Essas posições, embora necessárias em um nível imediato de denúncia, são estruturalmente insuficientes. Como já critiquei em outros trabalhos, a esquerda institucional brasileira renunciou há muito a qualquer horizonte de transformação radical. Sua função atual é gerir o mal-estar, propor reformas inócuas e canalizar a revolta social para os ritos burocráticos da democracia representativa.
Ao tratar o caso MC Poze apenas como mais um episódio de “injustiça penal”, esses setores ocultam as determinações de fundo: a propriedade privada, o racismo estrutural, a divisão de classes e a função histórica da polícia como garantidora da ordem burguesa.

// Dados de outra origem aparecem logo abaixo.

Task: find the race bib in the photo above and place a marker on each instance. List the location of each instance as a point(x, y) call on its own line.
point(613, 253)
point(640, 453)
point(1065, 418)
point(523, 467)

A juventude que consome MC Poze aprende uma lição dolorosa: ou você vira mercadoria ou vira cadáver. O funil é estreito. De um lado, o sucesso como fetiche inalcançável; de outro, a repressão penal como castigo.
Essa é a pedagogia da precariedade, que forma sujeitos dóceis, ocupados com a busca individual por ascensão e permanentemente aterrorizados pela punição exemplar.
Aqui reside o verdadeiro paradoxo: o funk ostentação funciona como válvula de escape da revolta de classe, enquanto reforça os códigos de submissão ao capital.
As condições de possibilidade de uma superação
O caso MC Poze precisa ser lido como mais uma prova histórica da falência do modelo de integração pelo consumo. A juventude periférica precisa construir um novo horizonte político que rompa com a lógica da ascensão individual, com a ilusão da cidadania penal e com a mitologia da meritocracia musical.
Não se trata de criminalizar MC Poze enquanto sujeito, mas de compreender que a libertação da juventude favelada não passará nem pela justiça burguesa, nem pela ostentação, nem pelas plataformas digitais.
A tarefa histórica é outra: organizar, formar, construir uma consciência de classe real, que seja capaz de recusar tanto o espetáculo da repressão quanto o espetáculo da ostentação.
Enquanto o capital seguir sendo a gramática da vida, novas prisões de ídolos populares se sucederão. E o público continuará entre o aplauso e a likeação, reproduzindo sua própria alienação.
Cabe a nós romper esse ciclo.
*Arthur Moura é doutorando em História Social na Universidade Estadual do Rio de Janeiro (UERJ).